“En el
principio existía el Verbo”. Así empieza el Evangelio de San Juan que se repite
todos los años por Navidad. “El Verbo era la luz verdadera, que alumbra a todo hombre
(…) La luz brilla en la tiniebla, y la tiniebla no lo recibió (…) Vino a su
casa, y los suyos no le recibieron. Pero a cuantos le recibieron, les dio poder
de ser hijos de Dios”.
Estas
palabras no dejan de estremecerme año tras año. ¿Cómo es posible que el hombre
prefiera malvivir en las tinieblas, andar a tientas pisándose unos a otros y tropezando
mil veces con la misma piedra (el egoísmo)?
La
única explicación que encuentro es el amor desinteresado y arriesgado de Dios. Él nos da lo mejor que tiene (Cristo) respetando nuestra libertad de cerrar la
puerta y ventanas de nuestra casa. Afortunadamente, este no es el final de la
historia: “Pero a cuantos le recibieron, les dio el poder de ser hijos de Dios”. Traduzco: de vivir en la paz de los hijos de Dios; de verlo todo a la luz de Cristo para
encontrar el sentido profundo a la vida y la muerte; de conseguir la fuerza de
voluntad necesaria para superar nuestra condición egoísta.
2022
años después podemos preguntarnos: ¿Ha fracasado Dios? ¿Sirvió para algo la
venida de Cristo? La mejor respuesta la ofrecen la vida y obras de tantos santos
repartidos a lo largo de estos veinte siglos. Las preguntas anteriores también
pueden enunciarse en clave personal. ¿Qué pasa cuando camino mirándome al ombligo?
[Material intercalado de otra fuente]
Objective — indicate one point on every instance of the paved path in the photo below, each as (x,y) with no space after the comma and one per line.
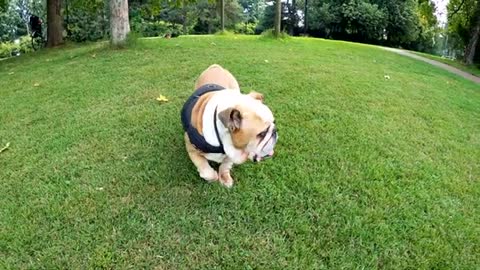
(451,69)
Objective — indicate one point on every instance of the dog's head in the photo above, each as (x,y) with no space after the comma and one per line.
(252,126)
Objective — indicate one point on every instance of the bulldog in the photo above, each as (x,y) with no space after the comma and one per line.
(225,126)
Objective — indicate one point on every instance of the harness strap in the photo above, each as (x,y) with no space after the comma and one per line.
(195,137)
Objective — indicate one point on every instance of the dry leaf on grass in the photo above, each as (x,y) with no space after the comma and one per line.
(162,98)
(5,148)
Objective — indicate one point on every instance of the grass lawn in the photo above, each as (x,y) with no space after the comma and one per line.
(369,172)
(472,69)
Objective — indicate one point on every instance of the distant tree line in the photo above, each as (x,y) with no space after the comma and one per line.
(409,24)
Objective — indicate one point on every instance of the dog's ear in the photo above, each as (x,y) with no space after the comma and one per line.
(256,95)
(231,118)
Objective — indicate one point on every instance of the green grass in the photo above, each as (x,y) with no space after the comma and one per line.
(369,172)
(472,69)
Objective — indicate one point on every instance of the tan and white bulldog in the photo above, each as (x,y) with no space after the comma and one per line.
(223,125)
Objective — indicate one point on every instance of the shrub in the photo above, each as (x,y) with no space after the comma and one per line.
(160,29)
(271,35)
(245,28)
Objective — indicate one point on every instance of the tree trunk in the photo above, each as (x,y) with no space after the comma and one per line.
(294,17)
(119,23)
(305,21)
(278,18)
(475,33)
(222,14)
(184,21)
(54,23)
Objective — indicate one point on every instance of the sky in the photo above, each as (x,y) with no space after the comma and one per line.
(441,12)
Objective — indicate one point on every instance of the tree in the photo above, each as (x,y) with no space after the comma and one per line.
(464,22)
(119,22)
(474,36)
(54,23)
(278,17)
(222,14)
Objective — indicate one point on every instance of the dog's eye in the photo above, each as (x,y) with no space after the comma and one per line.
(262,134)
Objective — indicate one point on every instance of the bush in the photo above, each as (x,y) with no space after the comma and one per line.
(26,44)
(271,35)
(245,28)
(87,26)
(160,29)
(8,49)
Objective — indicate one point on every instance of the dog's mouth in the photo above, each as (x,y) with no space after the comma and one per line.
(258,158)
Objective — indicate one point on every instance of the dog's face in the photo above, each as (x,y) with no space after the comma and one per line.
(252,127)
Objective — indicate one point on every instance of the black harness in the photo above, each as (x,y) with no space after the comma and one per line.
(195,137)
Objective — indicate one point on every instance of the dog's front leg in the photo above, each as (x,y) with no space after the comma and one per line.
(224,172)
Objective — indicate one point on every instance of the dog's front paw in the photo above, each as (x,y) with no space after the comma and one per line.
(225,179)
(209,174)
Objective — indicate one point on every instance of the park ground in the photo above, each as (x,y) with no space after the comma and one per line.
(376,165)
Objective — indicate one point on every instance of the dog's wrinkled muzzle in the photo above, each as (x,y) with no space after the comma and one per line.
(257,158)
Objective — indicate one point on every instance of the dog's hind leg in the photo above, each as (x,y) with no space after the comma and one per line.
(204,169)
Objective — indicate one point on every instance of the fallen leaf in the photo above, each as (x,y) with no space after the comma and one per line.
(162,98)
(5,148)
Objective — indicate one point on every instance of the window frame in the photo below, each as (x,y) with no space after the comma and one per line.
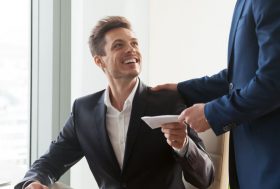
(50,73)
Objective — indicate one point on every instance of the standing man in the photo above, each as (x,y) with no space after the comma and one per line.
(106,127)
(245,97)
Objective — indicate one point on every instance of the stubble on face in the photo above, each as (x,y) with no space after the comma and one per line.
(123,58)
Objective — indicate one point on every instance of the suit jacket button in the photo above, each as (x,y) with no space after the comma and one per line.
(226,128)
(230,86)
(124,185)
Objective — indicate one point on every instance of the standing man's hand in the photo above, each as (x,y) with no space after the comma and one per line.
(176,134)
(167,86)
(195,117)
(36,185)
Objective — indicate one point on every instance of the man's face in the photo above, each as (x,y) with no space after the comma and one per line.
(122,59)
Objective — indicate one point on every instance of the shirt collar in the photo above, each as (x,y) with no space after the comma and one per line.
(129,99)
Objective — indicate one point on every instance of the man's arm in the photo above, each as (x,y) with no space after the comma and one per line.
(204,89)
(197,166)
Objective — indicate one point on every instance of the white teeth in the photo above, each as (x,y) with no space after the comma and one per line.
(130,61)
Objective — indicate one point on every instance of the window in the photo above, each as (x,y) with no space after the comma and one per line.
(14,88)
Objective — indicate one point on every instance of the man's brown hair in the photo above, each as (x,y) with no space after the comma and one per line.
(96,39)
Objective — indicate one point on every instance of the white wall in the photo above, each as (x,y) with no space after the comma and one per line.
(180,39)
(188,38)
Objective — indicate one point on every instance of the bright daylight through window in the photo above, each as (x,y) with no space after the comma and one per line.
(15,43)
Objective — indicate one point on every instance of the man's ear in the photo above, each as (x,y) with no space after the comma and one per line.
(99,62)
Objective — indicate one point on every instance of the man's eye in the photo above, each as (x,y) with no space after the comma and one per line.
(135,44)
(118,45)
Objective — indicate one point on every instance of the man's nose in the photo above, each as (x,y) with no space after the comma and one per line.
(130,48)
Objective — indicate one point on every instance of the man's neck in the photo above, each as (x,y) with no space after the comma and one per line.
(119,91)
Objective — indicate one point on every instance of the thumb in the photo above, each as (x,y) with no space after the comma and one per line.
(183,115)
(167,86)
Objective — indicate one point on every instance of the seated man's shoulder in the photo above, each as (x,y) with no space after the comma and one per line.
(164,94)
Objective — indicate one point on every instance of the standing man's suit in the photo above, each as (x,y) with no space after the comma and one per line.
(245,97)
(149,162)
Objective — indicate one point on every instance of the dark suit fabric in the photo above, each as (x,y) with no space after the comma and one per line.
(149,162)
(249,91)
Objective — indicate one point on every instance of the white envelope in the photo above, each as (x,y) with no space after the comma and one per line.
(156,121)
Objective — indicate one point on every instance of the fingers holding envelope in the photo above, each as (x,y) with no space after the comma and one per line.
(175,134)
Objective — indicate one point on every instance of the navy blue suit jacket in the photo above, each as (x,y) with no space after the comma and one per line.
(149,162)
(245,97)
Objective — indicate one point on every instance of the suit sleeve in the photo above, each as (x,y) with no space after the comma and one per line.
(261,95)
(63,152)
(204,89)
(198,168)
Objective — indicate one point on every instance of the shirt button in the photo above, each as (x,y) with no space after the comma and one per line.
(230,86)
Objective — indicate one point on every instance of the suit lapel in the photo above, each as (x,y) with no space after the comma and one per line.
(236,15)
(104,141)
(138,109)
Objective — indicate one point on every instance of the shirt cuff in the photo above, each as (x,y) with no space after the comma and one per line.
(182,151)
(27,183)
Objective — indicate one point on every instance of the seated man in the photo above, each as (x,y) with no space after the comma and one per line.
(106,127)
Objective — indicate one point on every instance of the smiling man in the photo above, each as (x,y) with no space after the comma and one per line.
(106,127)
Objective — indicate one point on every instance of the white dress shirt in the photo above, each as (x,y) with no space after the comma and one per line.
(117,123)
¿Y cuando trato de seguir los pasos de Jesús?
Quien albergue alguna duda pregunte a las personas que le rodean, empezando por su
cónyuge e hijos. El riesgo que afrontó Dios al encarnarse habrá valido la
pena si alguien regresa del Portal de Belén dispuesto a arrimar el hombro para mejorar la convivencia familiar.